An uneven recovery in Europe could prop up populist rhetoric and anti-EU sentiment, political experts and economists said, despite major fiscal stimulus programs in the region.
In the wake of the first coronavirus cases in Europe, some anti-EU parties experienced growing public support. This was the case in Italy, where anti-immigration Lega remained the most popular party and the far-right Brothers of Italy (Fratelli d'Italia) rose in the polls.
But up stepped the EU, which detailed proposals for a major new stimulus package. The European Union is working to borrow 750 billion euros ($853 billion) from public markets from January — a step that has never been taken before on such a large scale.
The plan by the European Commission, the executive arm of the EU, would provide loans and grants to the sectors severely impacted by the virus. The idea follows a draft from Germany and France, whose leaders Chancellor Angela Merkel and President Emmanuel Macron surprised many investors when backing some form of common EU debt a few days earlier.

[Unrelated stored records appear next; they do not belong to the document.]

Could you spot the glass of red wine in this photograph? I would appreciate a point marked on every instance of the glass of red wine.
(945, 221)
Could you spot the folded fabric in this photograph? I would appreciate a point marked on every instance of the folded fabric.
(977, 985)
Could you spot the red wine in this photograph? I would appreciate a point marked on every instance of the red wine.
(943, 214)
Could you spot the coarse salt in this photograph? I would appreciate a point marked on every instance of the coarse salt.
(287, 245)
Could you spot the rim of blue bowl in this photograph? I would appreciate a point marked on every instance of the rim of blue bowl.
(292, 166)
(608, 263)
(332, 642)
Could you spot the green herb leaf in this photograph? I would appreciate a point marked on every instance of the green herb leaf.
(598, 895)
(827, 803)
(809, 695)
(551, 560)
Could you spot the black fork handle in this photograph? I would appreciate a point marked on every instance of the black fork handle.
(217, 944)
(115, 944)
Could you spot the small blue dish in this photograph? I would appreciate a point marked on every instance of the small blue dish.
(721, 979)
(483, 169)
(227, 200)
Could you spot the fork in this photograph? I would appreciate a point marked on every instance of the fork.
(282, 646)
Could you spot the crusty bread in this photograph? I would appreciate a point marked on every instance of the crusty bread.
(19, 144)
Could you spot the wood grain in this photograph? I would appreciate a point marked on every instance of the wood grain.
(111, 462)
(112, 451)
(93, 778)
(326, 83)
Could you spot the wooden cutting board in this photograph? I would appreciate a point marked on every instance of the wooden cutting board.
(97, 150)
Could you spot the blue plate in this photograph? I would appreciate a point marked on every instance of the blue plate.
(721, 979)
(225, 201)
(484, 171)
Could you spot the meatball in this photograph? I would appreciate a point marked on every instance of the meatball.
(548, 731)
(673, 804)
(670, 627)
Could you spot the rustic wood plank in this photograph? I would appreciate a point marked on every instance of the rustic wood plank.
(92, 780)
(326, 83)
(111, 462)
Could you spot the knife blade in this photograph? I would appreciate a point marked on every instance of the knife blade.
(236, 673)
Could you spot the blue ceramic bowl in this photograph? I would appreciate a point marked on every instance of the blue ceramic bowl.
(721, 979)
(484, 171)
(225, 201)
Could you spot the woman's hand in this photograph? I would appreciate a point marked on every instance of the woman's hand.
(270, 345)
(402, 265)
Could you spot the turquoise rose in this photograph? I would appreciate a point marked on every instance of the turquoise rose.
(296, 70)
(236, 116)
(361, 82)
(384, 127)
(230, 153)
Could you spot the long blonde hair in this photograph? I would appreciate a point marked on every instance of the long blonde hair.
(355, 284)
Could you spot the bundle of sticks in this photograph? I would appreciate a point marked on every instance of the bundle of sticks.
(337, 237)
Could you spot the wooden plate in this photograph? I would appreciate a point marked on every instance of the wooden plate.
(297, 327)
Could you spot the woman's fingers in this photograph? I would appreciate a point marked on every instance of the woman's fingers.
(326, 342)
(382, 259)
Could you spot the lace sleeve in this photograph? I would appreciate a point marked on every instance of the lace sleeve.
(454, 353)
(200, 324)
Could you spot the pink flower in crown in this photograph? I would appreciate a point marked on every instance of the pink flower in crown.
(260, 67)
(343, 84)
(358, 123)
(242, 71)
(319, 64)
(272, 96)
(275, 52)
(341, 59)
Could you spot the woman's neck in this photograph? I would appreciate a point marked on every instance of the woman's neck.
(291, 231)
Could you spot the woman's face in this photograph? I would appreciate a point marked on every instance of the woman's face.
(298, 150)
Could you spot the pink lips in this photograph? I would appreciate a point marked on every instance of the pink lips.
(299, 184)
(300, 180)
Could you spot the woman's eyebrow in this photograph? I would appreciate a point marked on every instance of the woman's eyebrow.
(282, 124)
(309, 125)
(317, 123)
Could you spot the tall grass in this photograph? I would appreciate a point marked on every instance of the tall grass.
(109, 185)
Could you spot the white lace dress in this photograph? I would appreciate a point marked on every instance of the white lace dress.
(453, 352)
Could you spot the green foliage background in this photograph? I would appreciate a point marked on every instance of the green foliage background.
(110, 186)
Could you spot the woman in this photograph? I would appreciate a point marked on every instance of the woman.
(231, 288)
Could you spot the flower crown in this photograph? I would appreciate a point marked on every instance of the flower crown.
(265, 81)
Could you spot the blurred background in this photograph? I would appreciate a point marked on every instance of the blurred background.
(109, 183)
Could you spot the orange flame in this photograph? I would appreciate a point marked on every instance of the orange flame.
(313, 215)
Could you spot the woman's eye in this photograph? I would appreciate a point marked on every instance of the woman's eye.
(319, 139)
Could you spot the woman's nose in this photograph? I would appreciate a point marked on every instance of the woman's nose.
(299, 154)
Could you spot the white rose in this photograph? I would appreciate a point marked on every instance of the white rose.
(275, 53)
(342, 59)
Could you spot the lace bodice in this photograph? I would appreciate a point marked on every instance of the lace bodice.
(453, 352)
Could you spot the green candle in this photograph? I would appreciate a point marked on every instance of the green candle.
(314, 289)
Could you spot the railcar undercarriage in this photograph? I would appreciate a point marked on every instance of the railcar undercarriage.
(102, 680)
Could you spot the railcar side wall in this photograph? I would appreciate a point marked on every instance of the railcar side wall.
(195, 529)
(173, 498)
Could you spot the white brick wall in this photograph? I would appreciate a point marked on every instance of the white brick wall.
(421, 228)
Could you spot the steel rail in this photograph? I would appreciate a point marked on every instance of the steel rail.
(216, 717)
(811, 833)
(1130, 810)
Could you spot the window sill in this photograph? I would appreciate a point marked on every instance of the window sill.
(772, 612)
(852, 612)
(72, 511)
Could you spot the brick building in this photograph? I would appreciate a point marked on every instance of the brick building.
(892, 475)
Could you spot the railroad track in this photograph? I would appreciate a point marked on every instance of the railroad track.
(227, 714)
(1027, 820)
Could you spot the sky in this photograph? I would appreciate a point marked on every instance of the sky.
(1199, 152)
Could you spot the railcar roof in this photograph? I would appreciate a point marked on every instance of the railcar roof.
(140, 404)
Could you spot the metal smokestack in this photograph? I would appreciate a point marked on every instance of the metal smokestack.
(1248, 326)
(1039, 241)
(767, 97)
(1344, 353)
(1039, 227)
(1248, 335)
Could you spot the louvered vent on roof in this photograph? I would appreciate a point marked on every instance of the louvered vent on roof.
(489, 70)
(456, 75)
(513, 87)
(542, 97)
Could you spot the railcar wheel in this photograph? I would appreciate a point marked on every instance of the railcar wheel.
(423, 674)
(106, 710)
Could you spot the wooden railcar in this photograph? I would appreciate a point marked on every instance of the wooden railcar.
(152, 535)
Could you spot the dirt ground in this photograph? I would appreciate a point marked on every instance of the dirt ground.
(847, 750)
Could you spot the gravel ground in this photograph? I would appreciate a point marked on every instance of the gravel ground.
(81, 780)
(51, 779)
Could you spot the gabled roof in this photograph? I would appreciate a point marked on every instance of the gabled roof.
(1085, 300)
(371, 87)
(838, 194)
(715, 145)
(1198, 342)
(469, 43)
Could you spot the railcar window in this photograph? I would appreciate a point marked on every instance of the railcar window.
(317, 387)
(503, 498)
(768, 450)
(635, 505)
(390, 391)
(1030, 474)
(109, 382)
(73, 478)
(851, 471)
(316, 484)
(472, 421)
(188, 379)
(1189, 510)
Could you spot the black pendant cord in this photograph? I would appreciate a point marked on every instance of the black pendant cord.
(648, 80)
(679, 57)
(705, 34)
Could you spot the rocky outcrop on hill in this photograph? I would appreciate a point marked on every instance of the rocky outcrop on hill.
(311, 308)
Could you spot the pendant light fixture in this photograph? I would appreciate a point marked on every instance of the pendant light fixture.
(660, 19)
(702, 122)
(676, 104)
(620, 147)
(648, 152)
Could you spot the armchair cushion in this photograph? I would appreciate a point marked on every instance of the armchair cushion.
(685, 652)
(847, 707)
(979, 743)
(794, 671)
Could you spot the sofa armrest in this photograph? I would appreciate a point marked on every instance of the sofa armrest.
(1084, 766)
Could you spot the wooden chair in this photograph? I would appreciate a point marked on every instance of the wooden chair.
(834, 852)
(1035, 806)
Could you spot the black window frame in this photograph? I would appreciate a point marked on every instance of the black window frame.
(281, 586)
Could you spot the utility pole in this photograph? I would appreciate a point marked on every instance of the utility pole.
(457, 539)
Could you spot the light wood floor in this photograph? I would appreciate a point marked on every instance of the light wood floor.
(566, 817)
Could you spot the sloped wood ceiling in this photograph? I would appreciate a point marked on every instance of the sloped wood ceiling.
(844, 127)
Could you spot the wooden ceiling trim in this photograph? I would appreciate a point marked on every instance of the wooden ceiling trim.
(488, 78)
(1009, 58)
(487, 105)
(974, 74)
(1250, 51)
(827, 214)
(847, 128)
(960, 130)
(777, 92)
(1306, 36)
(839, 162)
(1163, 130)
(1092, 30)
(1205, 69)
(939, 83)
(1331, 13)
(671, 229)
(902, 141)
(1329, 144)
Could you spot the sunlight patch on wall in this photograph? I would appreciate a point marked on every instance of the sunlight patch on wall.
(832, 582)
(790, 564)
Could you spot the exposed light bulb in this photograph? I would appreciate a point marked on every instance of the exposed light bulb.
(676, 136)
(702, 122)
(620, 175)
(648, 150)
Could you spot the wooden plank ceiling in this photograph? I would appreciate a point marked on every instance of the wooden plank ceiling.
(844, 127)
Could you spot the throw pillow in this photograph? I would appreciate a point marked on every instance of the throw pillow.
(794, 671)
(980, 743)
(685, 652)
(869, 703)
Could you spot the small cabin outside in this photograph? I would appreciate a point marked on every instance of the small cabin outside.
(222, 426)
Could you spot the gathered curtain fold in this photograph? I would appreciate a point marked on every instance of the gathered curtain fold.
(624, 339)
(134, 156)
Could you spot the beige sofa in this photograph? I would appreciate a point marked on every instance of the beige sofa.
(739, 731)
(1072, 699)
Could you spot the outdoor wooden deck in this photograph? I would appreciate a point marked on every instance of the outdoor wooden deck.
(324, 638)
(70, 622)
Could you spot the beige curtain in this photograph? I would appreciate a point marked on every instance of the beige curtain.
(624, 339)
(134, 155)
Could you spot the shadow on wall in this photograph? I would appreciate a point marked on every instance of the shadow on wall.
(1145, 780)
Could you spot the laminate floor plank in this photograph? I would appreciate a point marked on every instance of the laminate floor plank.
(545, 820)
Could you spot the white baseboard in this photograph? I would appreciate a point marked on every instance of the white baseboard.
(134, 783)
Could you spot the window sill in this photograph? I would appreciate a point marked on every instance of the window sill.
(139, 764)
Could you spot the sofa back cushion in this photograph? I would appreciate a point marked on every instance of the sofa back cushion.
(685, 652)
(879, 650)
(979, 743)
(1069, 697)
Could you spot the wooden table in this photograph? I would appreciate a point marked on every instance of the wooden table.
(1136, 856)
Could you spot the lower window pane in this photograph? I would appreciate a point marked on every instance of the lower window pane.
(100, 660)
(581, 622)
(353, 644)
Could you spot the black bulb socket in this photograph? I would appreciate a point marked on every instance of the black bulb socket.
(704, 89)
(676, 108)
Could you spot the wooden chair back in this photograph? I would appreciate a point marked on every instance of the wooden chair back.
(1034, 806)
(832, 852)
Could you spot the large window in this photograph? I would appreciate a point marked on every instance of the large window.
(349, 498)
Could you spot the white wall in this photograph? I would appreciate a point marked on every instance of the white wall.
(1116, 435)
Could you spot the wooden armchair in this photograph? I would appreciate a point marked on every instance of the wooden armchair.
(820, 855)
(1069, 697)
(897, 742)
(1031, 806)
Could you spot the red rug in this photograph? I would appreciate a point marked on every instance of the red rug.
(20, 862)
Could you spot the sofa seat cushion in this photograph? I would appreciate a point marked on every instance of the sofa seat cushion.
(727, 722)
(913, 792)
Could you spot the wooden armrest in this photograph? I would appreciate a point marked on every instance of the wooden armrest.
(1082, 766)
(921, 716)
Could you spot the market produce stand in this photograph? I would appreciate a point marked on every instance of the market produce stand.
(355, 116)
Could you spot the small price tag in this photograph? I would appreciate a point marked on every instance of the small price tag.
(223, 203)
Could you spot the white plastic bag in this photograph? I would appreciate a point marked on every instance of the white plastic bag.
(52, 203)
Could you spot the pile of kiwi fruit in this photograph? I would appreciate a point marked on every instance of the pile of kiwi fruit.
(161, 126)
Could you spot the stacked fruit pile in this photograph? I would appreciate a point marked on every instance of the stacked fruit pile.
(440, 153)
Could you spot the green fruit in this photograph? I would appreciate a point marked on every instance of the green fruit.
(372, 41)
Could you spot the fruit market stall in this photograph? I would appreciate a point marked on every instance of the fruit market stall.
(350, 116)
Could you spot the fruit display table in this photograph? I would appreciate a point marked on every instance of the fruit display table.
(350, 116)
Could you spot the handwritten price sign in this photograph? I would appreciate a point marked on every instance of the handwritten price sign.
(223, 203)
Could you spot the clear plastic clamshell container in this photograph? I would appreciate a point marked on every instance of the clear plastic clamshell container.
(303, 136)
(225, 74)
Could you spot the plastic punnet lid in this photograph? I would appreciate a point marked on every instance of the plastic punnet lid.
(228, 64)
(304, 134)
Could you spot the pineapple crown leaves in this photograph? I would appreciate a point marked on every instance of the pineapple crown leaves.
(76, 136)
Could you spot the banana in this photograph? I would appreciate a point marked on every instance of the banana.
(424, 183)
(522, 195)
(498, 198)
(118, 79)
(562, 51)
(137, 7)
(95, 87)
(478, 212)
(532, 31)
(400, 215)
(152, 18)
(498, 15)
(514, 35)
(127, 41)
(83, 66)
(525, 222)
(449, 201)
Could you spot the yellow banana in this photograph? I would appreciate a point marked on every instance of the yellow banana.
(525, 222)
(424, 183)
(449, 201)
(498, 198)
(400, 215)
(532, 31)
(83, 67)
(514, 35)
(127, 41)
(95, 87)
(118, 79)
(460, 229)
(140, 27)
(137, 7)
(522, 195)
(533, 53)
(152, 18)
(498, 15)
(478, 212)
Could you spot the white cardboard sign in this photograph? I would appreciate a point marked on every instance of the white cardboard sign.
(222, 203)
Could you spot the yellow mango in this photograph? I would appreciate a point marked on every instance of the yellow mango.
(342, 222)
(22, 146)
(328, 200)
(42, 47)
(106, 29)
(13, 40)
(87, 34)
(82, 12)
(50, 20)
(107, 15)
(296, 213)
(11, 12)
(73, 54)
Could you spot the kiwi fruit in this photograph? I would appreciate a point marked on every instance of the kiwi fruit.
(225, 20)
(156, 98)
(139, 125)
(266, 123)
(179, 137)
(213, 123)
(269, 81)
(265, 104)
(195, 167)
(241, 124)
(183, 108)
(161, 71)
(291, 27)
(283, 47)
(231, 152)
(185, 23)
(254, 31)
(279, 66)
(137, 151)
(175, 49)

Common European debt had been a taboo for a long time, mainly among German officials who were afraid their citizens would be responsible for high debts in other countries. As a result, the announcement was described as "historic" and a "big step forward" for the European Union. Investors interpreted it as reducing the risk of a collapse of the EU project itself and some believe officials would have had anti-EU sentiment (in places like Italy) in mind when constructing the proposals.
However, despite this unprecedented package, there are still doubts that it will quash anti-EU feelings completely, and put an end to political risks in the region.
"There will certainly be something for the populists to latch on to," Marchel Alexandrovich, a senior European economist at investment bank Jefferies, told CNBC Monday.
Constantine Fraser, Europe analyst at research firm TS Lombard, also told CNBC that "opposition politicians have already started to attack the plan, as too small in size, too slow in its prospective disbursements, or as coming with too much conditionality attached."
"It will almost certainly help the EU's image in Italy, but how far it goes in undoing years of rising disenchantment is still unknowable," he added.
There's an uneasiness that populism will intensify in countries like the Netherlands and Germany, who are expected to make the largest contributions into the recovery plan, analysts at Morgan Stanley said Wednesday.
Though it is too early to forecast how Europeans will feel and vote in the aftermath of the Covid-19 crisis, an uneven recovery in the bloc could provide support for certain parties.
"There will be bigger deficits" and "some countries will be hit more than others," Alexandrovich said. This might spark a feeling that even though the EU seemed to act together, "we're not coming out of this together," he said.
The European Parliament, the only directly-elected EU institution, became even more fragmented at the 2019 election amid a rise in anti-EU rhetoric since the sovereign debt crisis of 2011.
Holger Schmieding, the chief economist at Berenberg bank, said in a note Thursday that "the costs of the (current) recession fall heavily on less skilled service workers and new entrants to the labour market. This may cause new problems."
However, other analysts believe the additional stimulus will change voters' views about what the European Union can do for them, which would ultimately support the project.
Nadia Gharbi, an economist at Pictet Wealth Management, said that the political signal is "massive."
"Even if taboos have not been fully scrapped … it is nonetheless a first step toward fiscal union — in other words, a potential game changer for European integration," she added.
Erik Nielsen, chief economist at UniCredit, added in a note Sunday that the stimulus will "hopefully start to change people's perception."